Neobenedenia and Benedenia: Marine Skin Flukes
Neobenedenia and Benedenia are marine monogenean skin flukes that infect a wide range of marine fish, causing flashing, skin irritation and cloudy eyes. Their resilient eggs and fast reproduction demand repeated treatment - praziquantel, freshwater dips and hyposalinity, plus egg control.
What they are
Neobenedenia and Benedenia are capsalid monogeneans - skin flukes of brackish and marine fish. They have low host specificity, meaning they infect many farmed and ornamental marine species, and they can cause major losses. They live on the fish's skin and eyes and reproduce with a direct life cycle.
Signs
- Flashing and rubbing the body against objects (irritation).
- Cloudy eyes or corneal ulceration when the eyes are involved.
- Skin irritation; heavy infections stress the fish and can be fatal.
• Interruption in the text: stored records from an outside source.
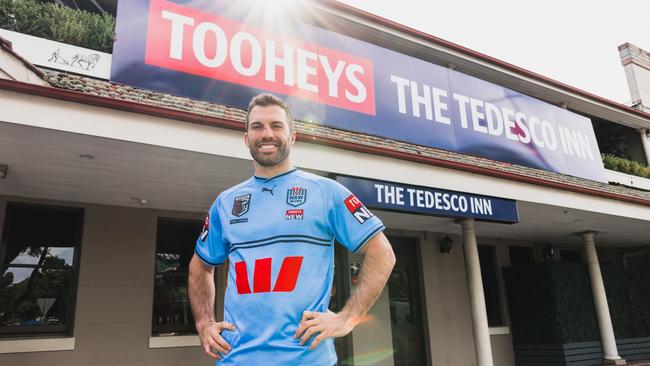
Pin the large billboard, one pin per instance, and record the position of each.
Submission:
(228, 51)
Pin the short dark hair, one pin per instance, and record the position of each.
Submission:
(266, 100)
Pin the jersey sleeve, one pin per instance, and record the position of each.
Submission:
(210, 246)
(350, 221)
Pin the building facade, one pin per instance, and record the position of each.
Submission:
(105, 185)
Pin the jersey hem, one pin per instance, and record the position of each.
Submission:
(205, 261)
(368, 237)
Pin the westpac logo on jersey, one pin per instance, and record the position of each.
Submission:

Why they are hard to clear
These flukes reproduce explosively. Under standard conditions (about 24 C), a single worm can reach sexual maturity in around 10 days, lay on the order of 190 eggs per day - peaking near 500 - and can even self-fertilize and lay viable eggs without a mate. The eggs have a tough proteinaceous shell that resists most chemicals, so they survive treatments that kill the adults on the fish. Control therefore requires repeated or prolonged treatment across the egg-hatching interval, plus tank and egg hygiene.
Treatment approach
- Praziquantel at about 5 mg/L as a prolonged bath is the treatment of choice for these flukes.
- Short freshwater dips (roughly 1-5 minutes, depending on the fish's tolerance) partially remove monogeneans from marine fish.
- Hyposalinity can help - Merck notes that around 15 g/L for two days eliminated juvenile and adult Neobenedenia melleni, and 15 g/L held for five days prevented eggs from hatching.